育児と仕事で疲れ気味です。少し前から腰のあたりがズキズキと強く痛み、見ると小さな水ぶくれのようなものもあります。子どもにうつる病気ですか?
A.帯状疱疹かもしれません。水ぼうそうにかかったことがない子どもにはうつることも。
体調を崩しやすい季節の変わり目は、帯状疱疹にかかる人が多い時期です。年配の方がかかりやすい疾患ですが、最近は働き盛りの若い人にも増えています。
帯状疱疹は水ぼうそうと同じウィルスが原因で起こります。ウィルスといっても人からうつるのではなく、子どものときに発症した水ぼうそうのウィルスが体内の神経節に残っていて、体の抵抗力が落ちたときに、潜んでいたウィルスが活発になって症状が出ます。
このとき、皮膚と神経の両方でウィルスが繁殖して炎症が起きているため、強い痛みを感じます。体のどの部位にも起きますが、身体の左右どちらか一方の神経に沿って、強くズキズキ、ピリピリと痛むときは「帯状疱疹」をまず疑います。
発症後しばらくすると、その部分が帯状に赤くなり、やがて小さくて透明な水ぶくれが集まってでき、ときには黄色くなります。1~2週間でかさぶたになり、2~4週間くらいでかさぶたが取れて治癒します。
水ぶくれの中にはウィルスが密集しているので、つぶさないようにしましょう。小さな子どもなど、まだ水ぼうそうにかかっていない人には接触感染することがあります。お風呂も、水ぶくれがかさぶたになるまでは、別々に入ったほうがいいでしょう。

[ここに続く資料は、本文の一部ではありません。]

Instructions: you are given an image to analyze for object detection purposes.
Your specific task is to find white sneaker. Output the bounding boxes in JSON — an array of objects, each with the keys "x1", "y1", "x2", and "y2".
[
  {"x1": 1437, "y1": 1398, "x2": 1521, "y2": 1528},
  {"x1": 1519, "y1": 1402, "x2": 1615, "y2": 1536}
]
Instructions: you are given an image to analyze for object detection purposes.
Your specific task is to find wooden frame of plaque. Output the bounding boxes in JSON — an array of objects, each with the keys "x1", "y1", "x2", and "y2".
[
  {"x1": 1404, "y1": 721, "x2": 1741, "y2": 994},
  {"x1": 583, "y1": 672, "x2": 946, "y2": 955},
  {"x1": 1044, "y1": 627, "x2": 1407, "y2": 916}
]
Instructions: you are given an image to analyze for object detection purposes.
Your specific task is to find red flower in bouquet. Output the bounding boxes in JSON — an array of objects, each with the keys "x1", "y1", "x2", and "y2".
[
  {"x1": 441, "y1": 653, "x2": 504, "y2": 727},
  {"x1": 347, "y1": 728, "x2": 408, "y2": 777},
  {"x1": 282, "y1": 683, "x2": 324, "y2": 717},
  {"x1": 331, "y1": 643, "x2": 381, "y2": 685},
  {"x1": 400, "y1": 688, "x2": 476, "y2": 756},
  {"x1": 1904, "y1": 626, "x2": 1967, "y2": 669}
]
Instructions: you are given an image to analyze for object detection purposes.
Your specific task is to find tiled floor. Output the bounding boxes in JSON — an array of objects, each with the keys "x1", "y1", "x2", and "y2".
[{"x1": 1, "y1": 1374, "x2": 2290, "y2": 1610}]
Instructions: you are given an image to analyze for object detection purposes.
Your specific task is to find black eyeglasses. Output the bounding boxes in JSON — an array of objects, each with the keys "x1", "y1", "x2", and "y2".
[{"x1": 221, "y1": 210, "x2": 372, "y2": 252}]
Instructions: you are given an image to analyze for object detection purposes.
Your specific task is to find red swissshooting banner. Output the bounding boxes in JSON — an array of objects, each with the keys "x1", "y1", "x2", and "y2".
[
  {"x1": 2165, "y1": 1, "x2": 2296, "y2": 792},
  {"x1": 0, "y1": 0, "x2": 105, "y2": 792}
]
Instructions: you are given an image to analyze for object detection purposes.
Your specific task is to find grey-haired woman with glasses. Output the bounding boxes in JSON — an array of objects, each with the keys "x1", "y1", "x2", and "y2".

治療には、ウィルスの増殖を抑える抗ウィルス内服薬を処方します。その他、症状に応じて、炎症を抑えるクリームや痛み止めを処方することもあります。
一般的には、一度帯状疱疹にかかると再発することはまれですが、複数回かかったことのある方や、50歳以上の方で帯状疱疹の予防を希望する方は、水疱ワクチンを接種することもできるようになりました。
帯状疱疹は症状によっては入院して点滴が必要なこともあります。また、発症時に強く痛むだけでなく、治ったあともいつまでも痛みが続く帯状疱疹後神経痛になることも。顔や頭にできると、目に感染して視力障害を起こしたり、顔面神経の麻痺を起こしたりすることもあります。
後遺症を残さないためにも、症状が出たらできるだけ早い時期に受診して、治療を始めましょう。